2. Tree of Life – Terrence Malick

Why you should be excited:

It’s a new Terrence Malick film.

Why I am excited:

It’s a new Terrence Malick film.

 

 

 

 

 

 

1. A Dangerous Method – David Cronenberg

Why you should be excited:

After the critical successes of A History of Violence and Eastern Promises, Cronenberg reunites for a third time with his current go to guy, Viggo Mortensen. This time they are tackling the friendship/rivalry between the infamous analysts Sigmund Freud and Carl Jung. Mortensen steps into Freud’s shoes and Michael Fassbender is handling the role of Jung. Set on the eve of WWI, it centers around the love triangle between the two influential cognitive thinkers and the pioneering female Russian psychoanalysts Sabina Spielrein (played by Keira Knightley). Vincent Cassel also makes an appearance as Freud’s disciple and future anarchist Otto Gross. With his last two films Cronenberg has more than demonstrated that he can step outside the genre of body horror that made him famous and still get legendary results. With two scene stealers on the scale of Mortensen and Fassbender chewing up every piece of scenery available, I am betting that this will be one of the best dramas of the year.

Why I am excited:

I have to admit that the plot is enough to put this at the top the list alone (though it does sound like a sociologist’s wet dream). But the real reason it is my number one most anticipated film of 2011 is the cast. Mortensen and Fassbender are my two favorite actors working today. And the idea of the two of them squaring off portraying historical figures of this magnitude all under the guidance of Cronenberg is almost too much for me to handle. While he has disappointed some of his die hard fan base with his last three movies, I have welcomed Cronenberg’s maturing into more realistic fare. The two films I’ve mentioned and  2002’s Spider had him displaying the horrors that exist in the human mind.  This is a departure from subjects that revolve around the external consternation of the science fiction world that he refined for over 20 years, so it will be interesting to see how Mortensen holds up against some of the other greats that have tried their luck at portraying Freud.
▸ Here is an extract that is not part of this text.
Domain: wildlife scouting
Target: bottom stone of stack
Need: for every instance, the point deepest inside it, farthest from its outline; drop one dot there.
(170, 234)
Special Feature: A Brief History of Freud in Cinema!

The first notable portrayal of the Austrian turn-of-the-century mama’s boy was Montgomery Clift in 1962’s little seen John Huston picture, Freud. The remainder of the 60’s would see the character of Freud pop up as bit parts in American TV shows such as The Twilight Zone, Bewitched and I Dream of Jeanie. In the 70’s Freud lived mostly in made for TV movies. The only real gem in this decade was the Sherlock Holmes’ adventure The Seven-Per-Cent Solution from 1976. It featured Alan Arkin as the wizard of id trying to cure Holmes of his cocaine habit. Freud is used in the early 80’s rather well in two rather ludicrous comedies. The first is 1983’s Lovesick, where we see Sigmund (played by Alec Guiness) in ghost form giving love advice to Dudley Moore. And 1984’s cult favorite The Secret Diary of Sigmund Freud, starring none other than Bud Cort as the psycho-sexual psychotherapist (and his real-life wife Carol Kane as Mrs. Freud). The remainder of the 80’s had Freud continue to show up randomly to give people advice, the best use in Bill and Ted’s Excellent Adventure. BBC did do a self titled mini-series, but unfortunately that was only seen by a handful of elderly Brits. Since then, not many notable entries have been added to Freud’s IMDB page (besides Max von Sydow in an episode of The Young Adventures of Indiana Jones), so the door is wide open for Viggo to stake his claim as the ultimate celluloid Freud (Cellufreud?).

Honorable Mentions of 2011 (in no particular order and ever-growing):

The Cold Light of Day – Mabrouk El Mechri

The Ides of March – George Clooney

Contagion – Steven Soderbergh

Moneyball – Bennett Miller

Crazy Stupid Love – Glenn Ficarra , John Requa

The Beaver – Jodie Foster

Jane Eyre – Cary Fukunaga

Rise of the Apes – Rupert Wyatt

Melancholia – Lars von Trier

13 Assassins – Takashi Miike

Immortals – Tarsem Singh

30 Minutes or Less – Ruben Fleischer

Dream House – Jim Sheridan

The Thing – Matthijs van Heijningen Jr.